Step two – think about what it is you want to do. If you’re going for stewardess positions, do you have a strong hospitality background? If not, then look at a quick stew course which will give a good introduction to the overall aspects of working the interior. Even if you have great housekeeping and fine dining experience, the reality of working on a yacht is rather different.
If you’re looking at deck work, then consider taking the Powerboat Level 2 course. This will allow you to drive tenders, which is fun as well as useful to have. If considering engineering, then take the MCA Approved Engine Course – the first stepping stone into the yacht engineer world. There are also lots of general deckhand introduction courses to give you a taster of deck-life from varnishing and sanding to showing you how to tie various knots and when to fend on/off – if you don’t have any previous boating experience this will help not only with confidence but also prevent you from looking like a wally tying off a fender with a granny knot and a bow.
Ok, courses done and dusted, ticket booked, now you need to look at your CV. Whilst everyone you meet in the industry will no doubt have their own view on how to create that perfect resume, below are a few pointers.
Get a good photo. That first impression is important, have someone take a professional looking smiling yacht crew photo , not the one that was clearly taken on a night out with the mojito/hen-nighters/ash tray of Malboros. See the point?
As for the rest of the CV, keep it short and punchy. Use bold to highlight important parts and draw the eye to the essential stuff for example in your work experience:
Jun – Jul 09 MY Bigboat, 54m Deckhand
Try to avoid using buzz words. We know you’re a dynamic team player, nobody writes “I hate getting up in the mornings and working with other people makes me grumpy” so you don’t need to state the obvious. Think carefully about your wording, so instead of long drawn out sentences like: “I was responsible for managing a team of three people and leading them to focus on goals in order to meet expectations” something like this would work better: “Managed a team of three successfully to achieve sales targets for 2010”. Less fluff, more punch and if your previous experience is non-maritime then think about transferrable skills, a yacht captain will be interested to hear your proven track record in dealing with difficult situations, working under pressure etc. Sometimes it’s good to get a friend to read your CV and cut out the unnecessary bits; it’s hard to summarise your own life.

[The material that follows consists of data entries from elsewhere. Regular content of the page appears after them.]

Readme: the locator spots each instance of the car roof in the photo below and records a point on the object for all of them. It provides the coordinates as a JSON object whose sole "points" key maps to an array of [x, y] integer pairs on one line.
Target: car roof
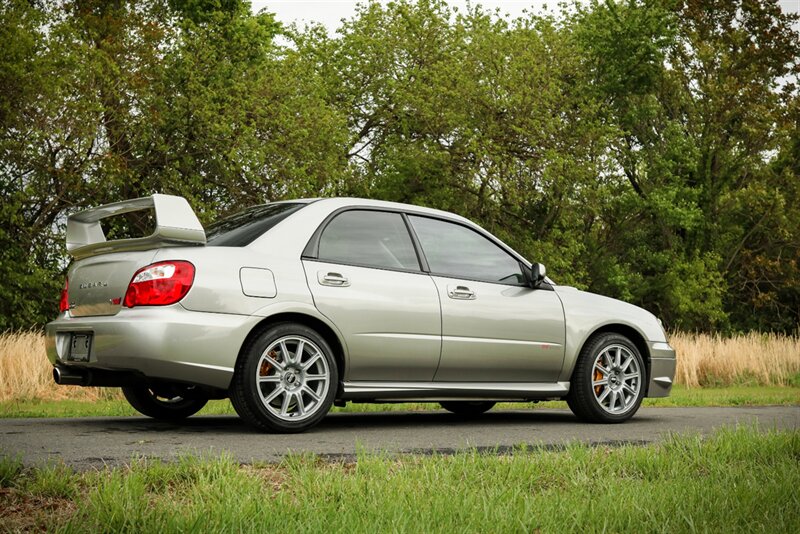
{"points": [[334, 203]]}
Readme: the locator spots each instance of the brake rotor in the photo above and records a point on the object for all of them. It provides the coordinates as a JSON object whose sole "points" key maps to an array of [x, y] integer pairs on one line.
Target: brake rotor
{"points": [[266, 367], [598, 376]]}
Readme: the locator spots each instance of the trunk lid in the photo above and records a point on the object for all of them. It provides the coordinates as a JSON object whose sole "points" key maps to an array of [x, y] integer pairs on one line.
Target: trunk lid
{"points": [[97, 284]]}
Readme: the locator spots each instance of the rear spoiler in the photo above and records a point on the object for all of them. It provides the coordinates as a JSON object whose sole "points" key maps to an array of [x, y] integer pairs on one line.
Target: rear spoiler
{"points": [[176, 224]]}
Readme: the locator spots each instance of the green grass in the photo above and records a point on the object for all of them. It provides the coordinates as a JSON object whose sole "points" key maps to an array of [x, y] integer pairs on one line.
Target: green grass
{"points": [[681, 396], [735, 481]]}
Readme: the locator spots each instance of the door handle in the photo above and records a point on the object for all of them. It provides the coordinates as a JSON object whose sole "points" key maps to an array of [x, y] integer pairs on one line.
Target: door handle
{"points": [[332, 279], [461, 293]]}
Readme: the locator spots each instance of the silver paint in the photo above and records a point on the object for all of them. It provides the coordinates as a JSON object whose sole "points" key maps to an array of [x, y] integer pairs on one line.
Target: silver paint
{"points": [[402, 334]]}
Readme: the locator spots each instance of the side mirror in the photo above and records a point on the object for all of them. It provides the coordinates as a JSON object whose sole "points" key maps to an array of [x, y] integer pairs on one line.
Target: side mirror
{"points": [[538, 272], [534, 275]]}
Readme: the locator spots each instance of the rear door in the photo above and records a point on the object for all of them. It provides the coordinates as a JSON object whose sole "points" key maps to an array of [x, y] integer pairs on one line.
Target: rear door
{"points": [[365, 277], [494, 327]]}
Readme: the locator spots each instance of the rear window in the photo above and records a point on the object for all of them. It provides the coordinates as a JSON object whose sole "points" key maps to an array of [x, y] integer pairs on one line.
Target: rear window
{"points": [[241, 229]]}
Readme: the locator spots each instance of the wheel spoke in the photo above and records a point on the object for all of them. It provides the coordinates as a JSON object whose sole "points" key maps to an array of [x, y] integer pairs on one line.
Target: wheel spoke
{"points": [[286, 354], [311, 393], [608, 359], [627, 362], [269, 379], [273, 362], [285, 406], [314, 359], [316, 377], [298, 353]]}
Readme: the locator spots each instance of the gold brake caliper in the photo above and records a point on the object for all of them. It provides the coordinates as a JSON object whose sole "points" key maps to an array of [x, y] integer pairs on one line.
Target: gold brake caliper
{"points": [[266, 366]]}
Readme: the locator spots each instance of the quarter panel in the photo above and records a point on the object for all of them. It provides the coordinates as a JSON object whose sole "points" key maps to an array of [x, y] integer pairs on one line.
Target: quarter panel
{"points": [[587, 312]]}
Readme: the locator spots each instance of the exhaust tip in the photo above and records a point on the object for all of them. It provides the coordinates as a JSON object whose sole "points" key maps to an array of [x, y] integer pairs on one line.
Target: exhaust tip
{"points": [[67, 377]]}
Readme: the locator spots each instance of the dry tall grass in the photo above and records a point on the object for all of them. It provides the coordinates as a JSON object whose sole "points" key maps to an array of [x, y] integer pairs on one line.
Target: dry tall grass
{"points": [[764, 359], [26, 373], [703, 360]]}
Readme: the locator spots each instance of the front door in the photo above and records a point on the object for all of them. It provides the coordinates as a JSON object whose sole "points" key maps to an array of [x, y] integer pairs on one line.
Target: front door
{"points": [[494, 327], [366, 278]]}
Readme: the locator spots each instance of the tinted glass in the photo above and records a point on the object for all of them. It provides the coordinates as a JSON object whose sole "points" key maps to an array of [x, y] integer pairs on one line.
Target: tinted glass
{"points": [[243, 228], [373, 238], [454, 250]]}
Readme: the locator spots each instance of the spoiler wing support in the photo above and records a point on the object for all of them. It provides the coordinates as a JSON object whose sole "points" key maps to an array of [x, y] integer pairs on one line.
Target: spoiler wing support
{"points": [[176, 225]]}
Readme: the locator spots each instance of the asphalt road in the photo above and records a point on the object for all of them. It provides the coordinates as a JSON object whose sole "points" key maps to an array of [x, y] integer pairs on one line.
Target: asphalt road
{"points": [[93, 442]]}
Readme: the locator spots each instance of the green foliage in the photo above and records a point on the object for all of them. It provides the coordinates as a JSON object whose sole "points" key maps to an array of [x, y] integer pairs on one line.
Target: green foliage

Have different CVs – maybe one for deck work one for stew work focusing on key strengths for each. Finally, finish with contact details for a few references and very importantly – keep it to two pages. That’s it for the CV, contact Erica for further assistance.
Before you plan your trip, make sure you have your vaccinations and visas sorted out. Get yourself a seaman’s book when you’re able. And a few white polo shirts wouldn’t be a bad idea either. Register with a few agencies in advance of arrival at your chosen destination and then keep them informed of your movements. Touch base when you arrive, if you have interviews then turn up on time and looking smart – agents will be your representatives, if not now then in the future, so first impressions are important.
In conclusion Erica says, “The tough fact of finding your first yacht job is that most of them will happen via dock-walking. Hundreds of new crew arrive each season and ‘walk the docks’. Before the season kicks in, many yachts will interview and trial people, rather than pay agency fees, to enlist their new junior crew. Be prepared to do almost anything whether on day work or longer term, including being squeezed into the bilges, cleaning things with cotton buds, or making the engineer cups of tea and handing him spanners. It’s all experience, and it’s all good to put on your CV – at the start everything counts. Good luck.”